Echinocereus scheeri Origin and Habitat: Described from cultivated material. TL: Unknown [received from Hummel in 1937 without location noted, but probably from Sonora, Mexico
Echinocereus scheeri Description: Echinocereus scheeri subsp. gentryi cv. Cucumis is a odd looking dangling cactus with curious naked, cucumber-like stems. It is scarcely distinct from the type of var. gentryi, but “gentryi” sometime has very short spines, while “Cucumis” is always spineless.

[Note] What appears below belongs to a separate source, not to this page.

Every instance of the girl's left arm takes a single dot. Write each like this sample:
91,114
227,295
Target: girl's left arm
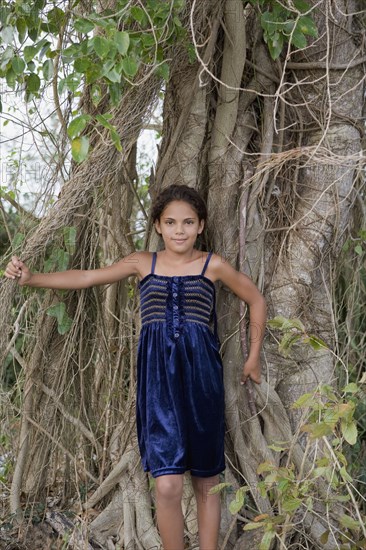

Habitat: It is a caespitose, pendulous, or decumbent plant. Old plants may have 13 or 20 stems and are quite large and heavy.
Stems: 30-60 cm long, but occasionally as long as 1 metre, the old parts coriaceous.
Ribs: 4 to 5 rounded not tuberculate.
Areoles: Closely spaced, about 2-7 mm apart
Flowers: Trumpet-shaped up to 14 cm long, pale purplish pink, often nearly white inside. Spines on the flowers and fruits to only 3 mm long. Flowers bud sharply pointed.
Blooming season: It is one of the early species to bloom in spring, flowers remain fully open most of the day and night (or partially closing during the hottest part of the day).
Fruit: Ovoid up to 2 cm long, bright green with white pulp, splitting along one side, with easily detaching spines.
Cultivation and Propagation: In culture Echinocereus scherii subsp. gentryi is without problems, easy to grow, very attractive and regularly shows its beautiful flowers, if provided with an adequate winter rest period.
Growth rate: It is a relatively rapidly growing species that will make clumps given the best conditions.
Soils: It likes very porous standard cactus mix soil.